Walgreens announced that its stores would stop carrying medical abortion pills in states where Republican officials have threatened to take legal action. The pills are still available from other pharmacies, Planned Parenthood, and online retailers.
Narrowing options
Despite access to information and resources, the chance and uncertainty around reproductive health are leaving people with uteruses in Madison feeling unsafe and disempowered.
“Knowing that there is not access to abortion in this state, which is a piece of the reproductive health care puzzle, makes me feel less safe about being pregnant on my terms. No one should have to go through the journey of pregnancy and parenthood without an active choice,” Thursday said in an email.
April Chaney, 34, has an IUD and is strongly considering a tubal ligation.
“While the IUD and birth control have kept [my partner and I] child free for 13 years, I’m not willing to risk an accidental pregnancy now that I no longer have access to abortion,” Chaney said in a response to the Madison Minutes/Tone Madison survey.
Even getting ligation surgery is a challenge in the face of antiquated capitalist gender expectations. Doctors often refuse to perform the surgery without permission from the seeker’s male counterpart or before they reach a certain age deemed beyond prime childbearing years.
“I should be able to go to any doctor or gynecologist, and if they can’t do the procedure, they should be able to just say, ‘Yes, this is the thing you want, here’s the doctor for you to go see,’ rather than having to wonder if the doctor I speak to is going to give me a hard time because I don’t have children yet,” Chaney says.
Chaney keeps a list of local doctors who perform tubal ligations close for when she’s ready to take the next step. Though many doctors don’t advertise that they perform ligations, social media has helped get the word out. After Dobbs was decided, users sourced a list on Reddit of doctors around the country who perform ligations. Nearly 20 Madison doctors made the list, which includes reviews.
Traveling to a neighboring state like Minnesota or Illinois for abortion requires resources that many don’t have. Chaney’s employer, however, offers financial assistance for people who travel out of state for medical care.
Rural-urban access and Catholic hospitals
Tubal ligation—and even contraception itself—isn’t allowed by directives that govern Catholic hospitals.
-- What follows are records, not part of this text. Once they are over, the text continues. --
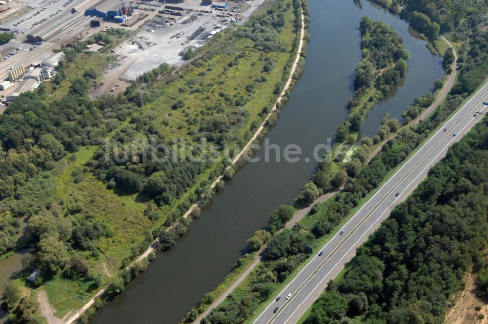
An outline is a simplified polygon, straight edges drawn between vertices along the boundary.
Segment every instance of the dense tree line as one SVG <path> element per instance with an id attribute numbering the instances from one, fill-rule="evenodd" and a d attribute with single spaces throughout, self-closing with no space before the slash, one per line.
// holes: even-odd
<path id="1" fill-rule="evenodd" d="M 477 41 L 480 41 L 478 38 L 476 39 Z M 480 46 L 485 46 L 484 45 L 484 41 L 481 41 L 481 42 L 480 43 Z M 470 55 L 468 53 L 470 53 Z M 466 55 L 464 57 L 466 58 L 466 61 L 461 63 L 461 68 L 462 69 L 463 64 L 467 63 L 467 62 L 468 62 L 467 64 L 473 64 L 474 63 L 472 62 L 477 62 L 479 61 L 482 61 L 483 60 L 485 60 L 485 55 L 484 52 L 479 51 L 467 52 Z M 468 72 L 467 71 L 466 73 L 467 75 Z M 479 81 L 481 82 L 481 81 Z M 462 84 L 464 82 L 463 80 L 459 80 L 457 81 L 457 83 Z M 453 92 L 448 95 L 444 104 L 440 106 L 434 114 L 422 121 L 419 125 L 415 128 L 404 128 L 398 130 L 399 125 L 396 120 L 388 120 L 387 117 L 384 118 L 382 122 L 383 125 L 379 131 L 379 135 L 376 135 L 375 138 L 372 140 L 365 138 L 362 141 L 362 146 L 353 155 L 351 162 L 347 163 L 347 172 L 341 170 L 333 176 L 333 178 L 331 179 L 330 174 L 327 171 L 330 168 L 329 163 L 330 162 L 321 163 L 318 171 L 314 175 L 313 179 L 314 183 L 316 183 L 318 186 L 323 188 L 324 190 L 330 189 L 330 188 L 332 187 L 332 186 L 338 187 L 341 185 L 344 184 L 344 189 L 337 194 L 333 199 L 329 200 L 323 203 L 314 206 L 309 212 L 309 215 L 307 217 L 307 218 L 309 218 L 309 219 L 305 218 L 303 220 L 303 222 L 299 222 L 291 230 L 286 230 L 272 237 L 268 243 L 268 246 L 271 246 L 269 254 L 267 250 L 265 252 L 267 260 L 262 262 L 257 270 L 250 275 L 250 283 L 244 287 L 240 287 L 239 289 L 231 294 L 225 302 L 213 310 L 208 316 L 203 320 L 203 323 L 212 323 L 212 324 L 243 323 L 246 319 L 248 319 L 257 307 L 261 303 L 266 301 L 275 292 L 276 285 L 284 280 L 286 278 L 286 276 L 306 257 L 306 254 L 304 253 L 304 250 L 301 249 L 301 247 L 304 246 L 305 244 L 313 245 L 314 240 L 319 239 L 334 230 L 337 224 L 349 215 L 354 207 L 358 205 L 362 198 L 380 184 L 388 171 L 394 168 L 403 161 L 408 154 L 426 138 L 431 131 L 445 120 L 447 116 L 459 106 L 464 99 L 472 93 L 467 92 L 457 94 L 454 93 L 454 92 L 453 90 Z M 423 109 L 428 106 L 433 100 L 433 96 L 430 94 L 427 95 L 421 98 L 416 100 L 414 106 L 416 108 L 410 109 L 408 113 L 413 113 L 412 112 L 415 109 L 417 109 L 419 111 L 421 111 Z M 484 120 L 484 122 L 483 125 L 479 125 L 478 127 L 482 128 L 484 127 L 486 129 L 487 123 L 486 118 Z M 477 128 L 477 129 L 478 129 Z M 368 147 L 370 147 L 373 142 L 379 142 L 380 141 L 386 138 L 386 137 L 390 133 L 397 130 L 398 130 L 398 135 L 393 139 L 388 141 L 383 146 L 382 151 L 376 154 L 367 165 L 364 167 L 362 167 L 361 161 L 363 162 L 363 163 L 365 162 L 368 157 Z M 475 138 L 473 137 L 473 133 L 476 133 L 476 131 L 471 133 L 471 137 Z M 488 136 L 488 133 L 485 130 L 482 135 L 480 134 L 479 137 L 476 138 L 476 140 L 464 141 L 462 144 L 459 144 L 458 146 L 455 148 L 455 149 L 458 150 L 456 152 L 458 152 L 459 157 L 461 158 L 465 155 L 468 155 L 468 152 L 467 150 L 469 149 L 472 142 L 474 142 L 473 145 L 479 148 L 479 154 L 474 155 L 473 158 L 474 160 L 466 162 L 466 164 L 463 167 L 461 167 L 460 164 L 461 163 L 460 161 L 462 160 L 461 158 L 458 157 L 454 159 L 455 162 L 458 164 L 453 166 L 452 168 L 457 170 L 459 167 L 459 169 L 457 172 L 464 173 L 464 174 L 468 173 L 468 174 L 465 176 L 466 179 L 469 179 L 468 180 L 468 182 L 470 182 L 472 180 L 477 178 L 477 175 L 480 172 L 486 173 L 485 170 L 486 166 L 483 164 L 482 161 L 486 160 L 487 156 L 488 156 L 487 155 L 488 155 L 488 151 L 487 151 L 488 147 L 487 147 L 487 143 L 488 143 L 487 136 Z M 462 149 L 458 148 L 459 147 L 462 148 Z M 482 150 L 481 148 L 482 147 L 485 148 Z M 450 152 L 452 151 L 452 150 Z M 452 153 L 449 153 L 449 154 L 452 154 Z M 353 162 L 355 159 L 357 160 L 358 163 Z M 474 164 L 470 165 L 471 162 L 476 162 Z M 481 169 L 476 169 L 478 166 L 481 167 Z M 439 168 L 439 167 L 437 167 Z M 474 172 L 472 174 L 468 174 L 471 171 L 474 171 L 475 170 L 476 171 Z M 451 189 L 451 191 L 447 193 L 448 195 L 464 195 L 468 193 L 467 192 L 463 193 L 463 190 L 460 191 L 457 189 L 459 186 L 456 187 L 457 181 L 455 178 L 450 178 L 450 176 L 453 174 L 449 171 L 444 176 L 443 180 L 445 182 L 444 185 L 439 183 L 438 186 L 436 181 L 435 181 L 434 182 L 436 185 L 430 186 L 429 187 L 426 187 L 426 191 L 424 194 L 419 196 L 419 199 L 421 203 L 416 204 L 416 207 L 420 208 L 419 210 L 422 210 L 423 208 L 427 208 L 428 205 L 423 206 L 423 203 L 422 202 L 422 200 L 427 200 L 430 202 L 431 204 L 435 203 L 436 200 L 439 197 L 442 197 L 443 200 L 448 200 L 449 196 L 443 194 L 442 185 L 448 186 Z M 479 179 L 477 179 L 476 181 L 477 182 L 476 183 L 478 183 L 480 186 L 476 187 L 476 188 L 475 188 L 475 186 L 472 184 L 472 182 L 471 182 L 471 186 L 469 186 L 468 182 L 466 182 L 464 180 L 462 181 L 466 182 L 466 185 L 468 185 L 468 187 L 472 189 L 473 191 L 470 191 L 470 193 L 476 193 L 476 198 L 474 198 L 472 196 L 471 196 L 472 200 L 470 201 L 472 202 L 473 203 L 479 202 L 480 199 L 483 198 L 483 195 L 486 195 L 486 193 L 484 193 L 483 191 L 484 189 L 482 188 L 486 187 L 486 183 L 483 182 L 486 182 L 487 179 L 486 175 L 480 176 Z M 454 184 L 456 185 L 454 185 Z M 463 188 L 464 185 L 463 184 Z M 483 186 L 484 185 L 484 186 Z M 429 192 L 428 190 L 433 190 L 434 194 L 433 197 L 435 198 L 432 198 L 431 200 L 428 201 L 429 196 L 427 193 Z M 459 201 L 455 199 L 454 201 Z M 479 239 L 481 236 L 486 236 L 486 233 L 488 233 L 486 230 L 487 225 L 486 223 L 487 207 L 486 202 L 484 203 L 485 203 L 485 205 L 483 205 L 484 209 L 479 209 L 477 207 L 477 209 L 476 210 L 479 212 L 477 214 L 474 212 L 471 212 L 470 214 L 470 216 L 473 217 L 472 222 L 470 223 L 470 226 L 472 225 L 473 227 L 476 227 L 481 223 L 480 222 L 482 220 L 484 220 L 485 222 L 484 224 L 482 224 L 483 226 L 480 228 L 480 231 L 477 232 L 477 234 L 474 235 L 476 238 L 475 241 L 477 242 L 480 242 Z M 468 205 L 468 203 L 463 203 L 462 208 L 470 208 Z M 425 210 L 424 209 L 424 210 Z M 466 210 L 466 209 L 463 210 Z M 455 224 L 456 222 L 459 221 L 460 225 L 456 227 L 456 229 L 462 227 L 463 231 L 457 232 L 453 231 L 452 234 L 459 235 L 461 238 L 463 237 L 463 234 L 466 234 L 467 233 L 468 235 L 469 234 L 468 231 L 468 232 L 465 231 L 467 230 L 468 226 L 466 222 L 463 220 L 462 218 L 460 218 L 463 215 L 463 210 L 460 213 L 457 214 L 454 213 L 456 218 L 453 219 L 453 222 L 451 221 L 453 220 L 451 220 L 448 223 L 452 224 L 453 223 Z M 451 211 L 449 211 L 449 212 L 451 212 Z M 272 226 L 271 228 L 273 228 L 273 226 L 275 228 L 279 228 L 284 225 L 283 221 L 280 221 L 281 214 L 282 213 L 280 213 L 279 209 L 272 213 L 270 221 L 270 224 Z M 288 213 L 283 213 L 283 214 L 284 215 L 289 215 Z M 425 215 L 425 214 L 424 214 Z M 437 214 L 439 215 L 438 211 Z M 483 216 L 484 216 L 484 218 L 483 218 Z M 287 218 L 286 216 L 283 217 L 284 219 L 286 219 Z M 422 222 L 425 221 L 425 217 L 420 218 Z M 412 222 L 414 220 L 412 219 L 411 217 L 409 217 L 408 219 L 411 220 Z M 478 223 L 476 223 L 477 222 Z M 447 228 L 445 225 L 442 226 L 440 225 L 441 223 L 439 222 L 435 224 L 435 226 L 437 227 L 443 229 L 439 229 L 439 231 L 444 230 Z M 428 229 L 431 231 L 432 227 L 432 226 L 429 226 Z M 373 250 L 374 252 L 381 251 L 382 246 L 384 245 L 383 242 L 389 242 L 386 241 L 386 239 L 390 238 L 388 235 L 389 232 L 392 230 L 395 230 L 394 233 L 398 233 L 402 235 L 408 234 L 408 232 L 406 232 L 406 231 L 400 232 L 398 230 L 398 227 L 395 227 L 394 226 L 391 229 L 388 228 L 386 230 L 383 230 L 381 233 L 383 235 L 386 235 L 386 238 L 381 237 L 381 239 L 379 239 L 379 241 L 376 241 L 377 243 L 381 242 L 381 244 L 374 245 L 374 247 L 375 249 Z M 437 230 L 437 229 L 436 228 L 436 230 Z M 274 231 L 276 231 L 276 230 Z M 284 233 L 284 234 L 283 234 Z M 447 232 L 446 232 L 446 233 Z M 425 233 L 423 232 L 422 234 L 425 234 Z M 394 237 L 393 235 L 391 236 Z M 406 238 L 404 236 L 401 237 Z M 486 237 L 484 237 L 484 239 L 486 241 Z M 444 241 L 442 240 L 439 241 L 440 238 L 436 237 L 435 240 L 435 241 L 431 242 L 440 244 L 443 246 L 446 246 L 447 245 L 445 244 L 448 243 L 448 242 L 447 242 L 445 239 Z M 421 242 L 422 242 L 421 240 Z M 426 241 L 424 240 L 423 242 L 425 243 L 425 242 Z M 411 241 L 408 241 L 407 243 L 411 243 Z M 445 245 L 442 245 L 443 244 Z M 401 245 L 401 244 L 400 245 Z M 460 248 L 460 246 L 455 243 L 452 245 L 453 245 L 454 248 Z M 389 249 L 389 244 L 385 245 L 385 249 Z M 425 246 L 423 247 L 425 248 Z M 436 252 L 438 252 L 442 249 L 442 247 L 436 246 L 434 250 Z M 366 249 L 365 250 L 366 250 Z M 455 251 L 458 250 L 455 250 Z M 388 257 L 393 258 L 400 258 L 403 256 L 400 251 L 389 249 L 388 252 L 389 252 L 388 254 L 383 253 L 383 255 L 386 254 Z M 422 250 L 421 252 L 423 253 L 423 250 Z M 447 252 L 443 252 L 442 254 L 443 257 L 448 259 L 451 257 L 451 256 L 447 255 L 448 254 Z M 475 254 L 473 255 L 474 257 L 479 256 L 478 254 Z M 453 258 L 458 257 L 459 257 L 458 254 L 452 256 Z M 471 257 L 471 256 L 469 257 Z M 465 256 L 462 258 L 466 262 L 464 266 L 466 266 L 468 263 L 466 261 L 466 258 Z M 424 321 L 423 323 L 429 323 L 428 320 L 431 317 L 428 316 L 429 314 L 430 314 L 429 312 L 432 311 L 433 306 L 437 307 L 435 311 L 442 312 L 443 311 L 442 301 L 443 298 L 445 300 L 445 298 L 443 297 L 439 299 L 438 297 L 440 295 L 434 295 L 435 293 L 438 293 L 439 291 L 438 289 L 439 285 L 435 286 L 433 286 L 432 281 L 430 280 L 427 283 L 423 282 L 422 284 L 425 284 L 429 288 L 431 287 L 433 288 L 431 297 L 433 298 L 435 296 L 437 299 L 433 299 L 431 301 L 431 304 L 427 304 L 419 302 L 418 304 L 404 305 L 405 306 L 405 308 L 397 307 L 395 311 L 397 312 L 394 314 L 392 313 L 392 317 L 385 317 L 384 320 L 382 319 L 381 316 L 384 315 L 382 309 L 383 304 L 375 304 L 374 303 L 370 303 L 368 301 L 370 300 L 369 295 L 370 294 L 372 294 L 372 296 L 374 298 L 377 297 L 378 298 L 381 298 L 381 292 L 377 290 L 375 290 L 374 289 L 381 287 L 381 285 L 385 284 L 382 277 L 384 274 L 383 271 L 387 270 L 389 267 L 386 267 L 385 266 L 386 263 L 377 257 L 368 259 L 367 262 L 361 258 L 356 258 L 356 260 L 355 263 L 357 263 L 357 265 L 355 269 L 358 272 L 354 273 L 354 275 L 351 275 L 351 277 L 348 277 L 347 280 L 345 279 L 344 284 L 349 284 L 349 283 L 352 283 L 352 284 L 357 283 L 359 288 L 365 286 L 365 285 L 367 284 L 369 290 L 365 291 L 357 290 L 354 291 L 355 292 L 348 291 L 346 293 L 342 294 L 340 291 L 338 292 L 336 290 L 332 289 L 330 294 L 327 294 L 323 299 L 318 302 L 318 306 L 316 307 L 317 310 L 316 311 L 314 309 L 314 311 L 315 312 L 314 314 L 317 314 L 316 316 L 314 315 L 314 317 L 308 320 L 312 321 L 312 319 L 318 319 L 317 320 L 318 321 L 310 323 L 342 323 L 341 321 L 342 320 L 345 320 L 345 323 L 349 323 L 347 322 L 348 321 L 350 321 L 352 320 L 350 318 L 345 319 L 345 317 L 349 315 L 355 317 L 357 315 L 354 314 L 364 314 L 365 312 L 368 312 L 368 314 L 370 314 L 369 317 L 367 318 L 370 323 L 385 323 L 388 318 L 392 319 L 391 323 L 411 323 L 410 320 L 413 321 L 416 318 L 420 319 L 420 318 L 416 317 L 417 315 L 420 316 L 426 315 L 426 317 L 422 318 L 422 320 L 427 319 L 427 321 Z M 411 259 L 408 260 L 412 260 Z M 424 260 L 427 259 L 419 258 L 419 261 L 423 262 Z M 389 261 L 389 259 L 388 261 Z M 239 262 L 238 262 L 238 263 Z M 356 264 L 356 263 L 354 263 L 353 264 Z M 386 263 L 386 264 L 390 264 L 390 263 Z M 284 267 L 283 267 L 284 266 Z M 386 270 L 385 270 L 385 269 Z M 386 287 L 390 289 L 390 292 L 393 292 L 391 289 L 392 287 L 395 286 L 395 284 L 397 284 L 398 282 L 400 282 L 404 284 L 404 282 L 407 280 L 405 279 L 402 281 L 404 278 L 401 277 L 401 275 L 403 275 L 402 274 L 404 274 L 405 272 L 401 267 L 399 267 L 399 269 L 400 269 L 400 273 L 398 274 L 398 276 L 392 277 L 391 278 L 392 281 L 397 280 L 397 282 L 394 282 L 391 285 L 389 285 Z M 422 270 L 423 271 L 424 268 Z M 458 280 L 455 279 L 455 277 L 456 276 L 458 276 L 459 278 L 459 276 L 462 274 L 462 272 L 458 273 L 458 271 L 452 269 L 450 269 L 449 271 L 452 271 L 454 274 L 454 278 L 451 278 L 452 276 L 449 276 L 446 279 L 445 283 L 443 282 L 442 284 L 446 284 L 446 283 L 451 284 L 453 282 L 459 283 Z M 401 271 L 404 271 L 404 272 Z M 427 272 L 428 273 L 428 271 Z M 424 273 L 425 272 L 422 273 Z M 487 286 L 486 282 L 488 282 L 488 281 L 486 280 L 487 276 L 485 274 L 486 273 L 486 271 L 482 272 L 483 275 L 480 277 L 481 279 L 479 280 L 479 285 L 482 289 L 484 289 Z M 419 273 L 419 275 L 420 275 L 420 274 Z M 441 274 L 443 275 L 444 274 Z M 424 278 L 423 278 L 422 279 L 424 280 Z M 450 282 L 447 281 L 449 279 L 451 280 Z M 363 286 L 361 286 L 361 284 L 363 284 Z M 419 286 L 417 286 L 417 287 Z M 435 290 L 436 289 L 437 290 Z M 445 289 L 445 288 L 443 288 L 443 289 Z M 428 290 L 422 290 L 420 288 L 418 288 L 418 291 L 420 292 L 425 292 Z M 450 290 L 448 290 L 448 292 L 452 291 L 452 288 L 451 288 Z M 447 290 L 444 290 L 444 292 L 446 291 Z M 391 294 L 386 296 L 389 296 L 391 299 L 395 301 L 400 301 L 400 297 L 397 296 L 397 295 L 393 295 L 393 298 L 391 298 L 391 296 L 392 295 Z M 429 296 L 429 298 L 430 297 Z M 387 300 L 388 298 L 385 298 L 385 300 Z M 382 301 L 383 300 L 384 300 L 382 299 Z M 434 302 L 437 303 L 437 304 L 435 304 Z M 439 304 L 439 303 L 441 304 Z M 375 322 L 377 316 L 378 316 L 377 318 L 379 319 L 378 321 Z M 361 318 L 357 317 L 354 320 L 360 320 L 360 319 Z"/>
<path id="2" fill-rule="evenodd" d="M 487 126 L 485 118 L 395 208 L 306 323 L 442 321 L 449 295 L 487 247 Z"/>
<path id="3" fill-rule="evenodd" d="M 417 31 L 433 40 L 449 33 L 466 40 L 473 29 L 486 25 L 488 4 L 485 0 L 370 0 L 400 13 Z"/>
<path id="4" fill-rule="evenodd" d="M 363 59 L 355 70 L 354 94 L 349 102 L 351 111 L 336 133 L 339 142 L 356 141 L 353 134 L 361 130 L 367 112 L 398 84 L 408 68 L 410 53 L 391 26 L 366 16 L 361 19 L 359 30 Z"/>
Many Catholic hospitals don’t make it clear whether or not they provide contraception services. This is especially important in Wisconsin, which has some of the highest percentages of Catholic hospitals in the country.
According to a study from UW-Madison’s Collaborative for Reproductive Equity (CORE), American women are more likely to be served by Catholic hospitals—and rural women in Wisconsin are three times more likely than urban women to expect that a Catholic hospital will offer the full range of contraceptive methods. The November 2021 study was published in the journal Contraception.
“This is a huge inequity that affects people in rural parts of our state that are solely served by Catholic health care systems where they can’t just go down the street to a Planned Parenthood,” says Jenny Higgins, an author on the study and a professor of Obstetrics and Gynecology at UW-Madison.
The article recommended more investment in rural health care as a next step to broadening contraception access, since Catholic hospitals are unlikely to offer the full spectrum of care.
“Contraceptive care is just an incredibly important preventive health care service that should be available to folks, just like COVID testing and STI testing,” Higgins says. “More county health care clinics or more family medicine providers being trained in contraceptive care, more Planned Parenthoods—those would all be things that help deliver better care, but it should just be such a basic part of everyday health care, especially now more than ever.”